There has been a reduction in levels of property ownership compared to the figures from six years ago, both among those with mortgages and those who own their properties outright.

Currently, 16% of 45-54 year olds own their property mortgage-free, down from 23% in 2016. For the next age group up, those aged 55-64, only 45% own their property mortgage-free, compared to 48% in 2016. This suggests that mortgages may currently be being paid off later in life than previously.

The next age group up, those aged 65-74, still had some homeowners with a mortgage. Currently the figure stands at 13%, with 9% back in 2016.

Time living in one property

The amount of time people are spending in their property before moving house has stayed fairly level at just under 20 years currently, down slightly from 21 years in 2016. Those who have currently spent 20 years in their home would have bought in or around 2002 when average house prices were £101,000. Their properties are now worth considerably more.

Those who are mortgage-free have lived in their properties for 22 years, compared to those who have a mortgage, who have been there for 16 years. This means that those who don’t have a mortgage have seen an extra six years of increase in equity in their home.

House price increases

Average house prices have increased for this group from £264,000 in 2016 to £287,000 currently. This is an increase of 8%.

For those who bought before the house price boom of the 1990s and who are in the 75+ age group, their home is worth on average £310,000 and they have lived there on average for 28 years. In 1994, the average house price was £54,623, meaning their equity has increased five times.

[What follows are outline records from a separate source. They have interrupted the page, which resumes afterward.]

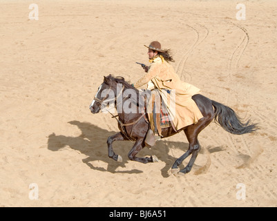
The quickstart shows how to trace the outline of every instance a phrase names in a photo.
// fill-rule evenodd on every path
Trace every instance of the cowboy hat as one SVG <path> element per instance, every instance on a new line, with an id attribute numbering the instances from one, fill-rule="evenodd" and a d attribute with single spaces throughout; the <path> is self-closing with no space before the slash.
<path id="1" fill-rule="evenodd" d="M 164 50 L 162 49 L 161 44 L 157 41 L 150 43 L 149 46 L 146 46 L 145 44 L 144 46 L 153 50 L 156 50 L 160 52 L 164 52 Z"/>

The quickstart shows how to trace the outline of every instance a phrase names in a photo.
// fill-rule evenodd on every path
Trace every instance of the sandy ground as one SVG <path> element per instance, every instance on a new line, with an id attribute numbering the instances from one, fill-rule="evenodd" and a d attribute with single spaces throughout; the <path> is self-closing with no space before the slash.
<path id="1" fill-rule="evenodd" d="M 0 1 L 0 206 L 276 206 L 277 3 L 240 3 L 245 20 L 236 1 Z M 184 133 L 139 153 L 157 163 L 130 161 L 130 142 L 114 144 L 122 163 L 108 158 L 117 122 L 88 106 L 104 75 L 144 74 L 135 62 L 147 64 L 153 40 L 173 50 L 182 79 L 261 129 L 211 123 L 182 177 L 168 171 Z"/>

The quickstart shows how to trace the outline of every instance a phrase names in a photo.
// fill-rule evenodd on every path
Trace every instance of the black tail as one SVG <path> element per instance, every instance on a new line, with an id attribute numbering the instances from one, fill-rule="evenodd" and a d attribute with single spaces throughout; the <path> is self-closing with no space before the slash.
<path id="1" fill-rule="evenodd" d="M 233 134 L 241 135 L 258 129 L 257 124 L 251 124 L 249 120 L 242 123 L 235 111 L 229 107 L 215 101 L 211 101 L 211 103 L 215 108 L 214 120 L 225 131 Z"/>

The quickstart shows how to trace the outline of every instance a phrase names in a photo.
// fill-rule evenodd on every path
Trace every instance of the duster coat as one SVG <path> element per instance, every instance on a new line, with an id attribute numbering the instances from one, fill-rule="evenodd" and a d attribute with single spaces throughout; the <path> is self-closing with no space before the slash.
<path id="1" fill-rule="evenodd" d="M 134 84 L 134 86 L 140 88 L 146 84 L 147 89 L 157 88 L 160 92 L 176 130 L 196 124 L 203 117 L 191 98 L 193 95 L 200 93 L 200 90 L 189 83 L 182 81 L 175 73 L 173 67 L 159 57 L 154 59 L 147 73 Z M 171 92 L 169 95 L 166 93 L 168 90 L 175 93 Z M 171 97 L 170 102 L 169 96 Z"/>

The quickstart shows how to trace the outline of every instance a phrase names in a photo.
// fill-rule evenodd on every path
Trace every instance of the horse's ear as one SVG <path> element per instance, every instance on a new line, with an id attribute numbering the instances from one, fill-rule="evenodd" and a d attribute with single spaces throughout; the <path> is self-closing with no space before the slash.
<path id="1" fill-rule="evenodd" d="M 104 76 L 104 82 L 105 82 L 106 84 L 110 84 L 111 79 L 110 79 L 110 75 L 105 77 Z"/>

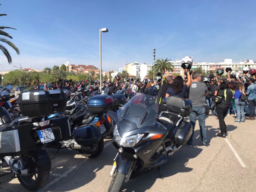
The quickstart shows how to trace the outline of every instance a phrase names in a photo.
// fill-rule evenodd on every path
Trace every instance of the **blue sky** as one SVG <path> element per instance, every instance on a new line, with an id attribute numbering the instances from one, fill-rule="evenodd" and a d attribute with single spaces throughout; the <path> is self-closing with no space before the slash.
<path id="1" fill-rule="evenodd" d="M 104 71 L 156 57 L 194 62 L 256 60 L 255 0 L 1 1 L 0 25 L 19 49 L 8 48 L 9 65 L 2 52 L 4 70 L 30 66 L 43 69 L 71 64 L 100 68 L 99 29 Z"/>

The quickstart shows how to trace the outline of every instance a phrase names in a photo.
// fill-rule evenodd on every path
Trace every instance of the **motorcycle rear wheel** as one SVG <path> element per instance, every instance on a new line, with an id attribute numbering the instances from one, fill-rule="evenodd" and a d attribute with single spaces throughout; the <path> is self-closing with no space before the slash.
<path id="1" fill-rule="evenodd" d="M 17 175 L 22 186 L 29 190 L 36 190 L 45 186 L 47 183 L 51 166 L 48 164 L 47 167 L 42 167 L 43 166 L 40 166 L 40 162 L 50 161 L 47 152 L 42 149 L 31 151 L 22 154 L 21 158 L 25 161 L 26 166 L 30 169 L 28 175 Z M 37 162 L 39 162 L 39 165 L 35 167 Z"/>
<path id="2" fill-rule="evenodd" d="M 95 158 L 101 154 L 104 149 L 104 140 L 102 137 L 100 142 L 94 145 L 92 150 L 88 150 L 79 149 L 78 151 L 83 156 L 89 158 Z"/>
<path id="3" fill-rule="evenodd" d="M 125 174 L 120 173 L 117 170 L 114 176 L 112 178 L 112 180 L 108 192 L 119 192 L 121 191 L 122 187 L 124 183 L 126 176 Z"/>

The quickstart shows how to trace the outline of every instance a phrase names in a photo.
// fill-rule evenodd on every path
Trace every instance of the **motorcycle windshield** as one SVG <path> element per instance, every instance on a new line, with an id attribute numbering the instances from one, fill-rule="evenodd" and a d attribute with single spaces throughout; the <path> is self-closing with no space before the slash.
<path id="1" fill-rule="evenodd" d="M 120 122 L 129 121 L 138 128 L 152 126 L 156 123 L 157 109 L 153 97 L 138 94 L 117 111 L 118 119 Z"/>

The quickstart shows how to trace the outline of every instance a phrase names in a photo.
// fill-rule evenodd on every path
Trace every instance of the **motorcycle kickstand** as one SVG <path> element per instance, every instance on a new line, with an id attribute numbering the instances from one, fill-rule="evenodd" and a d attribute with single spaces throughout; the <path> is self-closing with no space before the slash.
<path id="1" fill-rule="evenodd" d="M 55 156 L 56 156 L 56 155 L 57 155 L 57 154 L 58 153 L 58 152 L 59 152 L 59 150 L 60 150 L 60 148 L 59 148 L 58 149 L 58 150 L 56 152 L 56 153 L 55 153 L 55 154 L 53 156 L 53 157 L 52 158 L 51 158 L 51 160 L 52 160 L 54 158 L 54 157 L 55 157 Z"/>
<path id="2" fill-rule="evenodd" d="M 158 172 L 158 174 L 159 175 L 159 178 L 161 179 L 164 179 L 164 178 L 162 177 L 162 175 L 163 175 L 164 174 L 162 174 L 162 175 L 160 174 L 160 167 L 159 166 L 157 167 L 157 170 Z"/>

For the 65-74 age group, they have spent an average of 24 years in their home, meaning they bought in 1998 when average house prices stood at £66,231. This has increased to £302,000 in today’s prices. For most individuals, this is far more than they will have accumulated in savings and investments.

If the average amount owed on a mortgage is deducted, the amount of equity held in property is just under £195,000. The average amount held in savings and investments is £52,000, showing why all assets should be taken into account when planning for the future.

Matt McGill, MD at Aviva Equity Release, said:

‘In the years since we last carried out this research, significant events have impacted the way people feel about the economy, their futures and their retirement plans.  Understandably, a much larger number of people are now citing worries about the economy as their major concern in retirement.

‘Despite all this, the housing market in the UK has been on a steady upward trend since many current retirees bought the home they still live in. But less than half (42%) of the people we surveyed said that their home was worth more than their savings and investments, yet the facts show that people’s property equity is worth almost 4 times as much as their savings.  It’s likely that people have accumulated more wealth in their property assets than they realise, and looking at ways of utilising this in planning for retirement could have a significant impact for them. It’s an important factor to consider when looking to plan for a comfortable retirement.’